Inverse help?

Question

(1+e^x)/(1-e^x) - what is the inverse

thanks for any help

Answer 1

y=1-e^2x
x=1-e^2y
e^2y=1-x
2y=ln(1-x)
y=[ln(1-x)]/2

Answer 2

Find the inverse of y = (1 + e^x)/(1 - e^x).

First simplify the function.

y = (1 + e^x)/(1 - e^x). = 1 + 2e^x/(1 - e^x)
y = 1 + 2/{e^(-x) - 1}

To find the inverse function, switch x for y and solve for y.

x = 1 + 2/{e^(-y) - 1}
x - 1 = 2/{e^(-y) - 1}
e^(-y) - 1 = 2/(x - 1)
e^(-y) = 1 + 2/(x - 1) = {(x - 1) + 2}/(x - 1) = (x + 1)/(x - 1)
ln{e^(-y)} = ln{(x + 1)/(x - 1)}
-y = ln{(x + 1)/(x - 1)}
y = ln{(x - 1)/(x + 1)}

The inverse function is:

y = ln{(x - 1)/(x + 1)}

Looks like Helmut got it first.

Answer 3

raj is stoned.

multiplicative inverse is (1-e^x)/(1+e^x) (just switch top and bottom)
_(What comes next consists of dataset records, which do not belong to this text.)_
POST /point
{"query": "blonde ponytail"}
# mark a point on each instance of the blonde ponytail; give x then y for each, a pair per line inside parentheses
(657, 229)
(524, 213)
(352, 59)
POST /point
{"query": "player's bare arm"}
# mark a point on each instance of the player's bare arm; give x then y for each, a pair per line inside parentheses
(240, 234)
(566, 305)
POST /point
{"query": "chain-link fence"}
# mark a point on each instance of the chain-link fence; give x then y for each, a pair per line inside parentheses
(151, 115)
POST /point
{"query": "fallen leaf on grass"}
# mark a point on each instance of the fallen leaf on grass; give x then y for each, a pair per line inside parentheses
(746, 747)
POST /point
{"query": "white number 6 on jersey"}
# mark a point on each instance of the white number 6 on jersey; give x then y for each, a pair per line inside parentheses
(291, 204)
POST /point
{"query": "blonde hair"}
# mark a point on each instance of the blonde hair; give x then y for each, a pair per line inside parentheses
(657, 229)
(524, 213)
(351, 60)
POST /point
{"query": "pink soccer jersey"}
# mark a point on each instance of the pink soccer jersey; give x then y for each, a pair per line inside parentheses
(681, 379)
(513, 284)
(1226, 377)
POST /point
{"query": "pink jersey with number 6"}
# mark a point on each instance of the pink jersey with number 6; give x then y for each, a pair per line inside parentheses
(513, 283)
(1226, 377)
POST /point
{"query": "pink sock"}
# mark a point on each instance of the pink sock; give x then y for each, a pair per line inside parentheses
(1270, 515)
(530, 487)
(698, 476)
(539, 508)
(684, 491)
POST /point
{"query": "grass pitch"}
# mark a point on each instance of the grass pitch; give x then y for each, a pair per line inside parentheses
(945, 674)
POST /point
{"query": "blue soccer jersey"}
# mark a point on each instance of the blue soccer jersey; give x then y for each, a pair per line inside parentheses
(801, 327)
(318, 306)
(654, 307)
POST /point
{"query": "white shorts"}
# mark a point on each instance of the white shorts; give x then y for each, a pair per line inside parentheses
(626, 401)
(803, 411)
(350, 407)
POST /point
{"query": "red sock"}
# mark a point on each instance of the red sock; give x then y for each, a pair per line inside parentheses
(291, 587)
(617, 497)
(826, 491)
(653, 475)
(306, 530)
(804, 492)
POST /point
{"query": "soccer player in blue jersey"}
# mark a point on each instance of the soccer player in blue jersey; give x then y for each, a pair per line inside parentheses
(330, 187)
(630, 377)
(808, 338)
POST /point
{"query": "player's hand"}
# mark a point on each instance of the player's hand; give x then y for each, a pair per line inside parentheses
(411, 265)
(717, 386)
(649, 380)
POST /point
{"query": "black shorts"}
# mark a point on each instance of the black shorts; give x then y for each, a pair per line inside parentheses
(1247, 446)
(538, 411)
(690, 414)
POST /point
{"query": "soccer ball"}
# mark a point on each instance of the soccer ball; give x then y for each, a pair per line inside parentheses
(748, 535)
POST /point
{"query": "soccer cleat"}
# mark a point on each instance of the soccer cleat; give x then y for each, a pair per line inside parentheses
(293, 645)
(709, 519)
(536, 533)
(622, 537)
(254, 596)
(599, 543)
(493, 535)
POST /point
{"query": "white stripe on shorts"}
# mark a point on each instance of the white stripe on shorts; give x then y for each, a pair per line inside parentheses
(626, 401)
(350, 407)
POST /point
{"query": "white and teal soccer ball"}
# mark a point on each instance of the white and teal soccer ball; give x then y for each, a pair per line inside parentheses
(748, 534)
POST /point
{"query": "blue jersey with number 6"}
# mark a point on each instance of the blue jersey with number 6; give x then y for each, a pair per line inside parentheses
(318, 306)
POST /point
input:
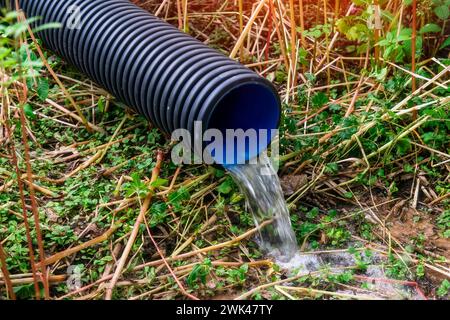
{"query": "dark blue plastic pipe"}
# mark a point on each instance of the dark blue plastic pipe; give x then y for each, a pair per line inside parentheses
(165, 75)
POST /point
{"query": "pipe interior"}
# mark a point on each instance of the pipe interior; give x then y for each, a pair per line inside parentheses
(248, 106)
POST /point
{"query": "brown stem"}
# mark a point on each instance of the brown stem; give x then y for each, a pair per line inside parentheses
(5, 272)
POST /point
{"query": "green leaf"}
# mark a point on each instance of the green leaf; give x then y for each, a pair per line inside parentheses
(429, 28)
(29, 113)
(319, 99)
(445, 44)
(442, 12)
(407, 2)
(159, 182)
(42, 89)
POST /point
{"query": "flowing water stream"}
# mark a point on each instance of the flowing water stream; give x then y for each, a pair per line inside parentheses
(261, 187)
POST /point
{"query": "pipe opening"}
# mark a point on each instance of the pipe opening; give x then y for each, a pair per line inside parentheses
(251, 111)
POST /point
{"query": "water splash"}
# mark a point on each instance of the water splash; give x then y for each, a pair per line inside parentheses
(261, 187)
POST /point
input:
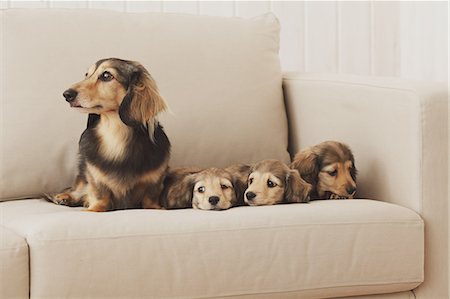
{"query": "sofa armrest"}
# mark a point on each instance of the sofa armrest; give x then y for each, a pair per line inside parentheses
(398, 131)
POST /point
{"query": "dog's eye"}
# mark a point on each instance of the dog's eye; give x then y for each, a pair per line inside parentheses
(106, 76)
(270, 184)
(333, 173)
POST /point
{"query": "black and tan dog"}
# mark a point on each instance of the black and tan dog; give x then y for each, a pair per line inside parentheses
(207, 189)
(124, 151)
(330, 168)
(272, 182)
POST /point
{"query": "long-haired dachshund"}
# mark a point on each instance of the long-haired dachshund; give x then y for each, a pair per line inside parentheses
(272, 182)
(207, 189)
(330, 168)
(124, 151)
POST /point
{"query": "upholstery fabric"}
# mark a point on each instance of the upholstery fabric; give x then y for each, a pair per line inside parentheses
(223, 85)
(14, 274)
(398, 130)
(321, 249)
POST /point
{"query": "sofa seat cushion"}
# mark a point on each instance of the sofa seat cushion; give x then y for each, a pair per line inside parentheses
(320, 249)
(14, 274)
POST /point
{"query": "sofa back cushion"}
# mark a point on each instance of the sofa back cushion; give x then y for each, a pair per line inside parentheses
(220, 76)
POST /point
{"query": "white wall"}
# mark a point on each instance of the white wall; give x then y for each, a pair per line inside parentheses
(388, 38)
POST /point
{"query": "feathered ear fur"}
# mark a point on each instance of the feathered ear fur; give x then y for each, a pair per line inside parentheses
(296, 189)
(307, 164)
(182, 191)
(142, 102)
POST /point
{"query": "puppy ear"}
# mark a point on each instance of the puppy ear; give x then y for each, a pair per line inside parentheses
(142, 102)
(240, 175)
(296, 189)
(181, 191)
(307, 164)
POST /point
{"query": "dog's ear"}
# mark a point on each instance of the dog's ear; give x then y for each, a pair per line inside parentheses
(92, 120)
(307, 164)
(239, 188)
(240, 175)
(296, 189)
(182, 191)
(353, 170)
(142, 101)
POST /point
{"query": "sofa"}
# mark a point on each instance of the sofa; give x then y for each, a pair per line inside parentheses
(230, 103)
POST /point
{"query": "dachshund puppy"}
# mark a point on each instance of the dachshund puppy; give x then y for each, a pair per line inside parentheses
(208, 189)
(330, 168)
(124, 151)
(272, 182)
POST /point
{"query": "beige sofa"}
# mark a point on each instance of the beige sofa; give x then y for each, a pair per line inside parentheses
(230, 103)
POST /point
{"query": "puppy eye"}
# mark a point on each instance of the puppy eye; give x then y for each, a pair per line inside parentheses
(270, 184)
(106, 76)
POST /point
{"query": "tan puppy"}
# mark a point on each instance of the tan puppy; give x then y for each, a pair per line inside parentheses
(209, 189)
(272, 182)
(330, 168)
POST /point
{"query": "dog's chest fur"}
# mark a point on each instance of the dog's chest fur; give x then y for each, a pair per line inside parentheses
(123, 151)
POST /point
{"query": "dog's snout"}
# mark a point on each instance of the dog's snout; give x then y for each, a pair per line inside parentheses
(250, 195)
(70, 95)
(213, 200)
(350, 190)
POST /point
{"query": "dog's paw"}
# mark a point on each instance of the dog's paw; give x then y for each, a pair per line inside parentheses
(62, 199)
(335, 196)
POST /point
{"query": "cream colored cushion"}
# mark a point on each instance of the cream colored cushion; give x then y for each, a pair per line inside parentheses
(14, 274)
(220, 76)
(316, 250)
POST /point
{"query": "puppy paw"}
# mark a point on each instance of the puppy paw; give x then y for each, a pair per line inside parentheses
(335, 196)
(62, 199)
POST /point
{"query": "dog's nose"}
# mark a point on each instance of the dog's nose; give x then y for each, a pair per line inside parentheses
(250, 195)
(350, 190)
(213, 200)
(70, 95)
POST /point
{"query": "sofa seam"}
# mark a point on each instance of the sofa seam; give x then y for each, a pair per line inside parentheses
(311, 289)
(406, 223)
(380, 86)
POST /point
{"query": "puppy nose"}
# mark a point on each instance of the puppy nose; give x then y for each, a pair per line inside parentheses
(70, 95)
(213, 200)
(350, 190)
(250, 195)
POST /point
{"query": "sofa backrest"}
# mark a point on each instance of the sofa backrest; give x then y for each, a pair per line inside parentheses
(220, 76)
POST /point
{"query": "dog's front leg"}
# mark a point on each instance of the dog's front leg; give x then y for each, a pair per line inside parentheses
(151, 197)
(98, 198)
(72, 197)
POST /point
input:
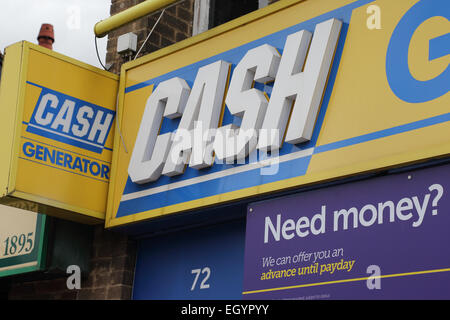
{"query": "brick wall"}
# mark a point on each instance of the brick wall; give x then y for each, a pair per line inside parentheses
(174, 26)
(111, 277)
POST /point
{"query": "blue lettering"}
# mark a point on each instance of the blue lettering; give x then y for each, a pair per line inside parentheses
(96, 171)
(402, 83)
(59, 158)
(28, 149)
(86, 164)
(67, 160)
(105, 171)
(49, 155)
(77, 164)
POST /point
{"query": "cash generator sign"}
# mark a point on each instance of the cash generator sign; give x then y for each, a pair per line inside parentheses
(256, 117)
(73, 122)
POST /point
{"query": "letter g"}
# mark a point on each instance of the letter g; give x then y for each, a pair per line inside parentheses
(402, 83)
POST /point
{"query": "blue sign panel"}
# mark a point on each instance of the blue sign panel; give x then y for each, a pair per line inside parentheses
(205, 263)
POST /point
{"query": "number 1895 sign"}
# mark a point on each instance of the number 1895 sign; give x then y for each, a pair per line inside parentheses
(299, 85)
(294, 94)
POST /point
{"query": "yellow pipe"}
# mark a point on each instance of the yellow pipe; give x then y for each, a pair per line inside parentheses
(102, 28)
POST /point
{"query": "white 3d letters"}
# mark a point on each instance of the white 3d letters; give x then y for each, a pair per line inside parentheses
(300, 76)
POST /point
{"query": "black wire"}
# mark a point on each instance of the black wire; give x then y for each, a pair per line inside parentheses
(98, 56)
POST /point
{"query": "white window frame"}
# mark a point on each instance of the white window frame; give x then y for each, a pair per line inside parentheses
(201, 15)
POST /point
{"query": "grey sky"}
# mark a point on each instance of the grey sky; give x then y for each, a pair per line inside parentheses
(73, 22)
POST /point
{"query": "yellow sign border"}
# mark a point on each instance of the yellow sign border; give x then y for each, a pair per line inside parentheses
(12, 96)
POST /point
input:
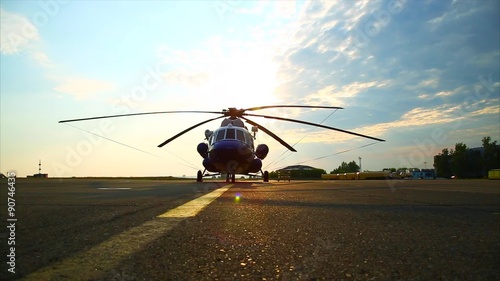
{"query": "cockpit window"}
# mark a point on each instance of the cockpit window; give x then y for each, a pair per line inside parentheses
(230, 134)
(240, 136)
(220, 135)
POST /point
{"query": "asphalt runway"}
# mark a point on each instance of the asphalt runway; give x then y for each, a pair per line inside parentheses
(93, 229)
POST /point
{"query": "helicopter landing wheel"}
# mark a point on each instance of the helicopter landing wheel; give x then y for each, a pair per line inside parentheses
(266, 176)
(199, 177)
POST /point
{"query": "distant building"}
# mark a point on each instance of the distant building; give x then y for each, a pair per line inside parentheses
(297, 172)
(298, 168)
(426, 174)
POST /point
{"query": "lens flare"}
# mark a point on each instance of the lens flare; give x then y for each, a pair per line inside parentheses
(237, 198)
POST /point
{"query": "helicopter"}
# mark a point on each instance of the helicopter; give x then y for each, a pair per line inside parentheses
(230, 149)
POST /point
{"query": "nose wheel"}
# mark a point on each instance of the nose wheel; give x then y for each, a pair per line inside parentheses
(199, 176)
(231, 177)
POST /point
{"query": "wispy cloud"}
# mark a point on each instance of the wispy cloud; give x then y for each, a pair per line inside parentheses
(82, 88)
(17, 33)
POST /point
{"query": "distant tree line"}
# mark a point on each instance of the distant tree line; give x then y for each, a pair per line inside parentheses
(301, 174)
(350, 167)
(464, 162)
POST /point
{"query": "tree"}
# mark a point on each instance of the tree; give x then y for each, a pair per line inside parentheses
(442, 164)
(459, 160)
(491, 155)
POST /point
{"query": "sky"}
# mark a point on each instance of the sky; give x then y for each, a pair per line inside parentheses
(422, 75)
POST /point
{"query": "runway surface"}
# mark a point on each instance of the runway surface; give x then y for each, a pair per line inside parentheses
(93, 229)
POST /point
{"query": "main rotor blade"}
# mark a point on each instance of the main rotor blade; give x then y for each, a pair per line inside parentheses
(187, 130)
(135, 114)
(314, 124)
(292, 106)
(271, 134)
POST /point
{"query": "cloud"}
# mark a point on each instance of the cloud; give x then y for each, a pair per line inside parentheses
(17, 33)
(82, 88)
(331, 95)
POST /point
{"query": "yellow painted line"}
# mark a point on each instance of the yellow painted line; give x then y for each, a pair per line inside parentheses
(91, 264)
(193, 207)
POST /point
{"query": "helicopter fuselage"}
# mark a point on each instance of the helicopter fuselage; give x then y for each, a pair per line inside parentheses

Inverse function goes as follows:
a. reduce the expression to a single occurence of x
(1+e^x)/(1-e^x)
=1+2e^x/(1-e^x)
=1+2/(e^(-x)-1)
b. do the inverse:
y = 1+2/(e^(-x)-1)
e^(-x) = 2/(y-1) +1
x= - ln( 2/(y-1) +1 )

Answer 4

let
y = (1 + e^x) / (1 - e^x)
y - ye^x = 1 + e^x
e^x + ye^x = y - 1
e^x = (y - 1)/(y + 1)
x = ln((y - 1)/(y + 1))

Exchanging y and x,
y = ln((x - 1)/(x + 1)